Berdasarkan draf kajian Kemenkeu berjudul Skema Pemulihan Ekonomi Nasional yang diperoleh Kontan.co.id, untuk menutup defisit tersebut pemerintah akan menerbitkan utang baru dengan total nilai Rp 1.485,6 triliun. Utang baru tersebut berupa penerbitan Surat Berharga Negara (SBN) untuk kebutuhan sepanjang tahun ini.
Baca Juga: Pada minggu ketiga Mei 2020, BI membeli Rp 1,18 triliun SBN di pasar perdana
Rencananya, penerbitan SBN ini akan dilakukan secara keseluruhan, baik melalui lelang di pasar domestik, ritel, private placement, dan SBN valuta asing (valas).
Direktur Surat Utang Negara (SUN) Direktorat Jenderal Pembiayaan dan Pengelolaan Risiko (DJJPR) Kemenkeu Deni Ridwan mengatakan, rencana penerbitan SBN ritel di tahun ini sekitar Rp 40 triliun-Rp 60 triliun.
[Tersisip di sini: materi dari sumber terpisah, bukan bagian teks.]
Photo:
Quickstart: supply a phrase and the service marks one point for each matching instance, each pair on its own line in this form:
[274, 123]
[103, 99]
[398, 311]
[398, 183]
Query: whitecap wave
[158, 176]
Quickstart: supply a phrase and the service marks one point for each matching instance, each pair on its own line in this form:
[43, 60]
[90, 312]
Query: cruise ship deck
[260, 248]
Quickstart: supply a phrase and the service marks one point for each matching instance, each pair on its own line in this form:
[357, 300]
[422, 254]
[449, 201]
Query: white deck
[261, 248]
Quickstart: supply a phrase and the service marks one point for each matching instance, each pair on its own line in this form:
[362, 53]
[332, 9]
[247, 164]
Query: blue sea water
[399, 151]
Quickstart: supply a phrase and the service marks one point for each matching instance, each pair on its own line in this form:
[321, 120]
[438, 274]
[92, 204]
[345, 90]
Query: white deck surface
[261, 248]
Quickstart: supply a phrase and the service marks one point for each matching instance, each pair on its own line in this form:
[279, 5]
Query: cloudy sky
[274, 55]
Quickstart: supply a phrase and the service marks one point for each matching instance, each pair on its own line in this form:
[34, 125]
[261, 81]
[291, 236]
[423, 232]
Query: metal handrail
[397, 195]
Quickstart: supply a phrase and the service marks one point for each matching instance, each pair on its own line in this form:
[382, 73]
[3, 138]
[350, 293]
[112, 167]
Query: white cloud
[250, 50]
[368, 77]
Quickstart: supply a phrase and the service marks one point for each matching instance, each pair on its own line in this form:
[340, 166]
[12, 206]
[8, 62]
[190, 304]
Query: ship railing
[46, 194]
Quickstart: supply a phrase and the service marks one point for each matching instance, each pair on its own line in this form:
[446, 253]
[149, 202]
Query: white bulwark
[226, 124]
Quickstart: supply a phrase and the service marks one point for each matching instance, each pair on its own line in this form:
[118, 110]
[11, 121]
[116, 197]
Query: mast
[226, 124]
Jumlah tersebut, masih sama seperti rencana penerbitan awal yang ditetapkan pemerintah untuk tahun ini.
"Penentuan porsi penerbitan SBN ritel mempertimbangkan berbagai aspek, seperti aspek demand," ujar Deni kepada Kontan.co.id, Senin (1/6).
Seperti diketahui SBN untuk investor ritel adalah produk investasi yang diterbitkan oleh pemerintah Indonesia dan dijual kepada individu Warga Negara Indonesia (WNI) melalui agen penjual.
SBN ritel ini terdiri atas dua jenis, yaitu konvensional dan syariah. Untuk konvensional dikenal dengan Obligasi Negara Ritel (ORI) dan Savings Bond Ritel (SBR), sedangkan untuk jenis syariah adalah Sukuk Negara Ritel (SR) dan Sukuk Negara Tabungan (ST).